On Wed, 2010-10-13 at 16:19 -0700, David Sharp wrote:
> Google uses kernel tracing aggressively in the its data centers. We

Thanks!

> wrote our own kernel tracer, ktrace. However ftrace, perf and LTTng
> all have a better feature set than ktrace, so we are abandoning that
> code.

Cool!

> 
> We see several implementations of tracing aimed at the mainline kernel
> and wanted a fair comparison of each of them to make sure they will
> not significantly impact performance. A tracing toolkit that is too
> expensive is not usable in our environment.
> 

[ snip for now (I'm traveling) ]

> This first set of benchmark results compares ftrace to ktrace. The
> numbers below are the "on" result minus the "off" result for each
> configuration.
> 
> ktrace: 200ns  (tracepoint: kernel_getuid)
> ftrace: 224ns   (tracepoint: timer:sys_getuid)
> ftrace: 587ns   (tracepoint: syscalls:sys_enter_getuid)


> The last result shows that the syscall tracing is about twice as
> expensive as a normal tracepoint, which is interesting.

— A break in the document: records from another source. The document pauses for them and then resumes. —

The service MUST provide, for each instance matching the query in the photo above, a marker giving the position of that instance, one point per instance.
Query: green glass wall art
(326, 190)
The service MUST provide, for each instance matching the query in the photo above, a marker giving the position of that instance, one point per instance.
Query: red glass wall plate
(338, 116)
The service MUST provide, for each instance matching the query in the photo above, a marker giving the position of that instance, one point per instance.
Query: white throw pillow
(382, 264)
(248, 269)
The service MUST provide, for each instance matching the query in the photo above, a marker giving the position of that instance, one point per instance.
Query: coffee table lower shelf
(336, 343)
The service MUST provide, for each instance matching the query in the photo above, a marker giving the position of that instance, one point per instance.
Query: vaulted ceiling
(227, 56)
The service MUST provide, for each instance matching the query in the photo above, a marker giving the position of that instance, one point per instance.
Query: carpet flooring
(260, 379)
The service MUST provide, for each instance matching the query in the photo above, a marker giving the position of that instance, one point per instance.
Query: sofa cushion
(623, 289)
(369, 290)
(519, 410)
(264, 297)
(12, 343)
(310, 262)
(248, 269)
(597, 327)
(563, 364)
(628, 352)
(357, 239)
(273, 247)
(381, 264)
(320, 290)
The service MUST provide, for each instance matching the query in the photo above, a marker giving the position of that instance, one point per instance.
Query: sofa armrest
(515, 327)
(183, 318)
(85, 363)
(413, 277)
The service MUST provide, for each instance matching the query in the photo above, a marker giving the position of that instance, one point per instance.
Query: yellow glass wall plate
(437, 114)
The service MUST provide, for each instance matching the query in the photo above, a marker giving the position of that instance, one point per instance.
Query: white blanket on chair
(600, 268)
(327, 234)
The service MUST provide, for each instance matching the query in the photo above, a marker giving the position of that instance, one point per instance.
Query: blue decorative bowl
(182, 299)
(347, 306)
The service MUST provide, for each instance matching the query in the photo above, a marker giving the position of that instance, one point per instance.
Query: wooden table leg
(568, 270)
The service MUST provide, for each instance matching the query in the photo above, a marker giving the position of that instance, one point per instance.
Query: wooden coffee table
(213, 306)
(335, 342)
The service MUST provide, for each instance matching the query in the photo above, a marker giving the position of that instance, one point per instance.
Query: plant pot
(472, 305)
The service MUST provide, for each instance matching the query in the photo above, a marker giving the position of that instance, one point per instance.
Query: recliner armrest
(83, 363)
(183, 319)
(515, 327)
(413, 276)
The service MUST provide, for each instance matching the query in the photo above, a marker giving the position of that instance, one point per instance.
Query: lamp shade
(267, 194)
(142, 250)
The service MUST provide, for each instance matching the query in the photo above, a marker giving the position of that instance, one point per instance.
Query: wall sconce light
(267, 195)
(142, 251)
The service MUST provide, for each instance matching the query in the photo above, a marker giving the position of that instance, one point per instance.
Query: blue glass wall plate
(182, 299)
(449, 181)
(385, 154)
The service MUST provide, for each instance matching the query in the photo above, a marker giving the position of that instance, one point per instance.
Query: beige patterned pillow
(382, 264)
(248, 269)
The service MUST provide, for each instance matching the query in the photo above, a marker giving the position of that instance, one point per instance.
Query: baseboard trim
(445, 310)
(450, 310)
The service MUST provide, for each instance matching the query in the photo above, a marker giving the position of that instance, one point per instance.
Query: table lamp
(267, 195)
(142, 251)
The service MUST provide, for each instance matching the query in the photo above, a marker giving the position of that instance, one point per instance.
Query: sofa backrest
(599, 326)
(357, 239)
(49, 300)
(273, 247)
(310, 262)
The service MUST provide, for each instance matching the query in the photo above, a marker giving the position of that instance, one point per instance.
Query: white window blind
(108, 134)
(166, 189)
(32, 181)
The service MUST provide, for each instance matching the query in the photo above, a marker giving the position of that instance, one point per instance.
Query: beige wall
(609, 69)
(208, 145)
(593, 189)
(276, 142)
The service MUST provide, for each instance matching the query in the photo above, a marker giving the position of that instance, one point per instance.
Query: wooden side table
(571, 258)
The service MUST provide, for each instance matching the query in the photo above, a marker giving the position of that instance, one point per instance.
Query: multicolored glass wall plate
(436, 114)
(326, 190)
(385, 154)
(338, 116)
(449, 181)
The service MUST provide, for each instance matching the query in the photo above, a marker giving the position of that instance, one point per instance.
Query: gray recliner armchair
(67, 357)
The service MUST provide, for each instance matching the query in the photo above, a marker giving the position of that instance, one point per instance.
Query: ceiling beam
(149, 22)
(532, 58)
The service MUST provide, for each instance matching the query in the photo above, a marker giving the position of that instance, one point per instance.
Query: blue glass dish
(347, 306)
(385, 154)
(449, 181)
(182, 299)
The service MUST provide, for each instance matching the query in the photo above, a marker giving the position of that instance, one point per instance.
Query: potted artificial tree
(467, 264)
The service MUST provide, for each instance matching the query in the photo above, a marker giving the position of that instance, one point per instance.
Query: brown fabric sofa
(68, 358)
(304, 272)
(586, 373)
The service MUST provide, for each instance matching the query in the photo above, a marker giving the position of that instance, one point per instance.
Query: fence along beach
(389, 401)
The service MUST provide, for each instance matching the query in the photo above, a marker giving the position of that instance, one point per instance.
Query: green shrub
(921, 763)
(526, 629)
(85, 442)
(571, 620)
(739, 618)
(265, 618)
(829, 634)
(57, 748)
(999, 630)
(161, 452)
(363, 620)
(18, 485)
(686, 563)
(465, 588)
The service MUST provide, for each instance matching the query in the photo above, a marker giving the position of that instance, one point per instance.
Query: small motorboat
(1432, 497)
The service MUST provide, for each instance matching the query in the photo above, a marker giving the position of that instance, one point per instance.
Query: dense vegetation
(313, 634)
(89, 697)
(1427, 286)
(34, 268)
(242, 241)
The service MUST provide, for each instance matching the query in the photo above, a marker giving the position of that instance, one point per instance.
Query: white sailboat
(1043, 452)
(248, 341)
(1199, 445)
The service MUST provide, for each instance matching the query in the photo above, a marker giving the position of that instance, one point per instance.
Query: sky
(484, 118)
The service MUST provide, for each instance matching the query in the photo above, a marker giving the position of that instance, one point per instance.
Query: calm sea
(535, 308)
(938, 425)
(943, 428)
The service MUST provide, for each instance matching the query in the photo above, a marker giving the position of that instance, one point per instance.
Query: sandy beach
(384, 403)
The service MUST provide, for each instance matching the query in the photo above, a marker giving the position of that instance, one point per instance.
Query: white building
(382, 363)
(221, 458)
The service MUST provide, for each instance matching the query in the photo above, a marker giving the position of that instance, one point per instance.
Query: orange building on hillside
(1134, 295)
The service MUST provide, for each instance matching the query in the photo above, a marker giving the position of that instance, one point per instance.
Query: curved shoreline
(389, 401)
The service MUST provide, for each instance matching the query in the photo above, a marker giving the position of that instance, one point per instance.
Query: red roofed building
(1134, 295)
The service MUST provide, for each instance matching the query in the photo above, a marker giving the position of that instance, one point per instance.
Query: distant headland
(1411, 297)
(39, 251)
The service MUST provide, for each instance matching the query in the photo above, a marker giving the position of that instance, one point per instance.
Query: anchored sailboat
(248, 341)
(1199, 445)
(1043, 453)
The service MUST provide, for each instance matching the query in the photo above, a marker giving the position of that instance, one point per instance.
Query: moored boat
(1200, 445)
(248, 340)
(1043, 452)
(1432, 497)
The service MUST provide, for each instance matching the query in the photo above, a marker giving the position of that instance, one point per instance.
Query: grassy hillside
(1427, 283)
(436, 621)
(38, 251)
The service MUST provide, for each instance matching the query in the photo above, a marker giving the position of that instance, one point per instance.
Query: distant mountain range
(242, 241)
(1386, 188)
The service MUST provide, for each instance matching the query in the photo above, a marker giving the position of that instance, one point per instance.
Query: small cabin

Argh, the syscall tracing has a lot of overhead. There is only one
tracepoint that is hooked into the ptrace code, and will save all
registers before calling the functions. It enables tracing on all
syscalls and there's a table that decides whether or not to trace the
syscall.

So I'm not surprised with the result that the syscall trace point is so
slow (note, perf uses the same infrastructure).